1. A roommate’s cat is the perfect cat: a cat that you get to live with but don’t have to take care of.


2. You get to cuddle with the cat whenever the cat is being cuddly.

You’d be a pretty cold-hearted roommate if you didn’t, TBH.


3. But when the cat throws up on the carpet, you get to quietly back out of the room and pretend you didn’t see.


4. The closest contact you ever have with cat poop is when the litter box gets mildly smelly.

In which case it is your solemn responsibility to nag your roommate to clean it.


5. You can actually sleep at night because there is not a fluffy ball of terror attacking your feet every time you shift in your bed.

Sorry bud, not today.


6. Or if you do want a fluffy ball of cute in your bed, you can steal the cat for yourself on nights your roommate isn’t home.

Sometimes cuddlez are worth the feet attacks.


7. You can go anywhere, anytime, for whatever amount of time you want, because making sure the cat gets fed is someone else’s problem.

(Your roommate’s.)


8. You don’t mind feeding the cat when your roommate goes out of town, because it’s the perfect opportunity to trick the cat into loving you more.


9. And when you give the cat fresh water in their bowl, you feel like a responsible parent.

But the awesome reality is you are doing less than a quarter of the care-taking.


10. The vet bill for the cat is addressed to your roommate and not to you.


11. Every time you post an Instagram of your roommate’s cat, you’re rolling in the Insta-likes.


12. Not to mention the hundreds of cute cat snaps you add to your story.

Not to mention the hundreds of cute cat snaps you add to your story.

Anna Menta


13. Even though you didn’t get to name the cat, you can come up with cute nicknames to call them secretly.
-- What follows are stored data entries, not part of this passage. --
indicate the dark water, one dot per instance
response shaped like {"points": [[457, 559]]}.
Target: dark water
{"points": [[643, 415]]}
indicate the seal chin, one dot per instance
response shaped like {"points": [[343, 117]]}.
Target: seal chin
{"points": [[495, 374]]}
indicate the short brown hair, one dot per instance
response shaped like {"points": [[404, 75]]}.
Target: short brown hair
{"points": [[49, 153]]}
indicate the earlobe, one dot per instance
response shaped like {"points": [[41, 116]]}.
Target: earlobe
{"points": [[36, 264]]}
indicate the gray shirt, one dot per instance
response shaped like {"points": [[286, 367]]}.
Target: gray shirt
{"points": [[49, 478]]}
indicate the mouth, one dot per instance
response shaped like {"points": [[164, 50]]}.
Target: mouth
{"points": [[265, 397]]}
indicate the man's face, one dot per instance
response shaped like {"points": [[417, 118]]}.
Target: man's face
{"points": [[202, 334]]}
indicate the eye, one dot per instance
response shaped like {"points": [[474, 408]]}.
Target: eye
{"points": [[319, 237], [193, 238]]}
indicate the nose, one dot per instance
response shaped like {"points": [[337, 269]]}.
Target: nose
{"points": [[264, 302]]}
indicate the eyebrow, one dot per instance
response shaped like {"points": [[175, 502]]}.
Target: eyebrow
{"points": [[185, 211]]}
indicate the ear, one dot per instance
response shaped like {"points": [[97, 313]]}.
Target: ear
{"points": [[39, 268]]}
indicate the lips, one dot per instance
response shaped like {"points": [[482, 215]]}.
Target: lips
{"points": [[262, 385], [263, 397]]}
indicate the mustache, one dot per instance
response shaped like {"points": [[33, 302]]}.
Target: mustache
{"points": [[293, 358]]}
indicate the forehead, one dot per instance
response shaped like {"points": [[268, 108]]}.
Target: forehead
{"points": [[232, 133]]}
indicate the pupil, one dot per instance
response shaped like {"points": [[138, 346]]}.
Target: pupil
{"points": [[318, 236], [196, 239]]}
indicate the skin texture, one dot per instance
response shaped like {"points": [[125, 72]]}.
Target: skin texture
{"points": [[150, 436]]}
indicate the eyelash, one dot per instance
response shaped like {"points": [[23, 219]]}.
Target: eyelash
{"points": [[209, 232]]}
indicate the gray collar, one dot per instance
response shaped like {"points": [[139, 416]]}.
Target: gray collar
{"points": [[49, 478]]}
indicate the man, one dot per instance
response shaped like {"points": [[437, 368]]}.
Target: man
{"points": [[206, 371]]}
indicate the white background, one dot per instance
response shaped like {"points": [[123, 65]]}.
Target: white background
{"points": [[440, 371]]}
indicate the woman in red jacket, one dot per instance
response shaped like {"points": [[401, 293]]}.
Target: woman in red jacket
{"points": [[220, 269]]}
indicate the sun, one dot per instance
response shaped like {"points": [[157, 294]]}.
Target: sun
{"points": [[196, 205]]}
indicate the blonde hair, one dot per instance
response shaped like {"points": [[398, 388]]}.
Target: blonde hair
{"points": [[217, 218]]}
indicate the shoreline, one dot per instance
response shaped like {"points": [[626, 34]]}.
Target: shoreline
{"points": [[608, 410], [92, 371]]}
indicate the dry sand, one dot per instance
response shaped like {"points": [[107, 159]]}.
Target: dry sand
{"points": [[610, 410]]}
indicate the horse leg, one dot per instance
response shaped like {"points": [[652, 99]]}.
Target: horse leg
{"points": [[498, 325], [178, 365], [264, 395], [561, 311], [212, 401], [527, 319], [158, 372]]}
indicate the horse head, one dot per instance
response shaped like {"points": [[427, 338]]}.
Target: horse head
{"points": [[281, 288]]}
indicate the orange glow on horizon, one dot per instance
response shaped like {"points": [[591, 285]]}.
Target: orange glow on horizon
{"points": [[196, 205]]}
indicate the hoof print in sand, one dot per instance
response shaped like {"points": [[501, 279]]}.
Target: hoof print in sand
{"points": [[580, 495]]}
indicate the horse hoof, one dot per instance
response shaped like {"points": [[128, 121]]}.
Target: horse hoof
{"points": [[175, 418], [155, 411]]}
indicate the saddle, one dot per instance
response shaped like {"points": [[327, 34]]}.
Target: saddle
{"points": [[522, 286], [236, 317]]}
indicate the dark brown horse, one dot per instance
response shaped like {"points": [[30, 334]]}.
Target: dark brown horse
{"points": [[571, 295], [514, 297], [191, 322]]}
14. When the cat is doing something wrong, your only duty is to tattle on them to your roommate.

And you perform that duty so well.


15. When you break your roommate’s hand-painted ceramic bowl from Spain, the cat is the perfect scapegoat.

Don’t look at me, man, blame your cat.


16. You can use the cat to lure potential friends and romantic partners into your home.

“Come up to my place, you can pet my roommate’s cat.”

17. If the cat is mean to those potential friends and romantic partners, it’s your roommate’s fault, not yours.

Plus it provides you valuable information about the person you brought up.

18. After a stressful day, you have built-in animal therapy waiting for you at home that you don’t have to pay for (or feed).

19. When you’d prefer to work without a cat on your laptop, you can kick them out of your room, guilt free.

20. The cat is a great change of subject when you’re stuck in a passive aggressive dishes conversation with your roommates.